Penulis: Hendrawan R. Wijaya (Mahasiswa Universitas Hasanuddin, Makassar)
OPINI – Pemilu Legislatif dan Pemilihan Presidn 2024 di Indonesia baru saja usai, kendati masih banyak kesangsian bertebaran akan hal itu.
Menurut hasil rekapitulasi nasional KPU pada Rabu (20/3/2024), PDIP berhasil memperoleh suara sebanyak 25.387.279, diikuti oleh Partai Golkar dengan perolehan suara sebesar 23.208.654, dan Partai Gerindra dengan jumlah suara mencapai 20.071.708.
Sedang di Nunukan, dilansir dalam niaga.asia.com, Partai Hanura berhasil meraih kursi terbanyak di Pemilu 2024 yakni 6 kursi, kemudian PKS 5 kursi, Partai NasDem dan Demokrat masing-masing 4 kursi, Gerindra dan PDI-P masing-masing 3 kursi, sedangkan PAN, PKB, dan PBB meraih masing-masing 1 kursi.
Pemilu usai, pilkada mulai. Berdasarkan Keputusan yang di tandatangani Ketua KPU Pusat, Hasyim Asy’ari, Pemilihan Kepala Daerah (Pilkada) serentak ini akan dilaksanakan, Rabu 27 November 2024 mendatang.

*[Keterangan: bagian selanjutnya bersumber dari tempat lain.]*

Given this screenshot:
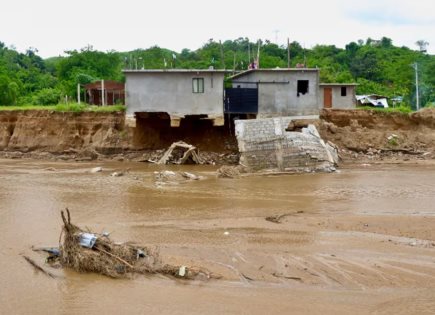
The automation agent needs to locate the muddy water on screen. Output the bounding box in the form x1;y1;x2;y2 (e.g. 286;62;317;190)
0;160;435;314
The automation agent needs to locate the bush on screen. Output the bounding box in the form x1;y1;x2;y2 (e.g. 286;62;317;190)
32;88;62;105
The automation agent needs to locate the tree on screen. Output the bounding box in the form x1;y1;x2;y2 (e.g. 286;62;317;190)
415;39;429;52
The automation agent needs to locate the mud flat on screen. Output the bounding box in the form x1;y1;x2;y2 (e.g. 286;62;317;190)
0;159;435;314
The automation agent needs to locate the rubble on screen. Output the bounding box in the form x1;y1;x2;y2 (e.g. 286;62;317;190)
236;117;339;174
157;141;204;164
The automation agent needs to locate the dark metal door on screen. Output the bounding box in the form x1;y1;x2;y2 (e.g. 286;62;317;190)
323;88;332;108
225;88;258;114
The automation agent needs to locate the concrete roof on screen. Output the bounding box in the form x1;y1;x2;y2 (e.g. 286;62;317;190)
122;69;232;73
319;83;359;86
229;68;320;79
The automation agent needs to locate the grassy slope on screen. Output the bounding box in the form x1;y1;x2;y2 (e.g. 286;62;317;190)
0;103;125;112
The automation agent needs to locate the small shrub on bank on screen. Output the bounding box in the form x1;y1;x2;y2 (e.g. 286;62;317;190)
358;105;412;114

Pemilihan Kepala Daerah (pilkada) merupakan agenda rutin setiap lima tahun di Negara Kesatuan Republik Indonesia sebagai upaya pelaksanaan kedaulatan rakyat di Provinsi dan Kabupaten/kota secara langsung dan demokratis. Pencalonan calon Gubernur, Bupati dan Walikota tersebut dilakukan melalui jalur independen atau dituntun oleh partai politik (parpol) melalui proses rekrutmen.
Rekrutmen politik calon adalah salah satu fungsi strategis yang diberikan kepada parpol yang kemudian bertujuan untuk melakukan seleksi atau pemilihan calon yang akan ditampilkan kepada masyarakat saat pemilihan umum skala nasional dan daerah.

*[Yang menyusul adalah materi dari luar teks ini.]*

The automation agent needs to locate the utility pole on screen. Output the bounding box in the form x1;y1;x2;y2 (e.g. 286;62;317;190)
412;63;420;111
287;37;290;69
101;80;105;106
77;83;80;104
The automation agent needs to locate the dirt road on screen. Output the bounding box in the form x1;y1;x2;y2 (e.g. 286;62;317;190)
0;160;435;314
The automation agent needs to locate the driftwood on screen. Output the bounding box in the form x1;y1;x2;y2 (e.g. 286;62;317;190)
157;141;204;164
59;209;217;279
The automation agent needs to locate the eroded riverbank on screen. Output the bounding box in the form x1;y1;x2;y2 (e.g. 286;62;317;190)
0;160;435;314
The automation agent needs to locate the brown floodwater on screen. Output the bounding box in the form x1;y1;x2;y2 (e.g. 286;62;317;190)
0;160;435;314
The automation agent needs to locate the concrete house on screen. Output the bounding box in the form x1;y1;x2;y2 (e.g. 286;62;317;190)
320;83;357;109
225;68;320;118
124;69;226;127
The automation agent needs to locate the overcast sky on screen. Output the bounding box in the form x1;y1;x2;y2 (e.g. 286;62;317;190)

Menurut Pasal 29 UU No. 2 Tahun 2011 mengatur bahwa rekrutmen dilaksanakan melalui seleksi kaderisasi secara demokratis sesuai dengan AD/ART partai dengan mempertimbangkan paling sedikit 30% keterwakilan perempuan yang sebetulnya masih jauh panggang dari api.
Mengutip Hasan dan Rahmat dalam (Fitriyah, 2020: 4), peran parpol untuk merekrut calon dalam upaya meningkatkan partisipasi politik masyarakat melibatkan beberapa aspek penting, termasuk:
1. Persiapan kader atau calon untuk memimpin secara politik.
2. Melakukan seleksi terhadap kader atau calon yang telah dipersiapkan, dan
3. Berjuang untuk menempatkan kader atau calon berkualitas, berdedikasi, memiliki kredibilitas dan integritas yang tinggi, dan mendapat dukungan masyarakat di posisi-posisi politik akar rumput.
Ketiga aspek ini berdiri pada asas transparansi dan keterbukaan.
Namun sampai saat ini, proses perekrutan parpol di Nunukan masih tetutup, tidak transparan dan hanya hasil akhir dokumentasi yang berhamburan di media secara demokratis.
Pola rekrutmen seperti ini hanya bertujuan untuk meraih suara terbanyak dalam pemilihan, tanpa memperhatikan kualifikasi atau kompetensi calon yang diusung.
Akibatnya banyak calon yang muncul secara instan dan berkembangnya politik dinasti tidak terhindarkan, yang di mana calon seringkali berasal dari keluarga dekat petinggi partai politik atau petahana, seperti istri, anak, adik kandung, kakak, dan bahkan saudara ipar serta ibu tiri, seperti yang terjadi pada dinasti Ratu Atut di Banten.
Peran parpol dalam proses perekrutan secara terbuka calon kepala daerah sangatlah diperlukan, karena parpol tidak semata bertindak sebagai medium penjaringan calon, tetapi juga sebagai pengelola proses politik yang mendasari demokrasi aras lokal.
Jika parpol mengadakan proses rekrutmen yang tidak transparan, maka parpol tersebut turut andil merusak demokrasi. Sebab demokrasi sebagai pemilu adalah momen rakyat untuk memilih calon, bukan momen parpol mencekoki rakyat dengan sederetan nama yang tidak jelas kriteria dan asbabunnuzulnya.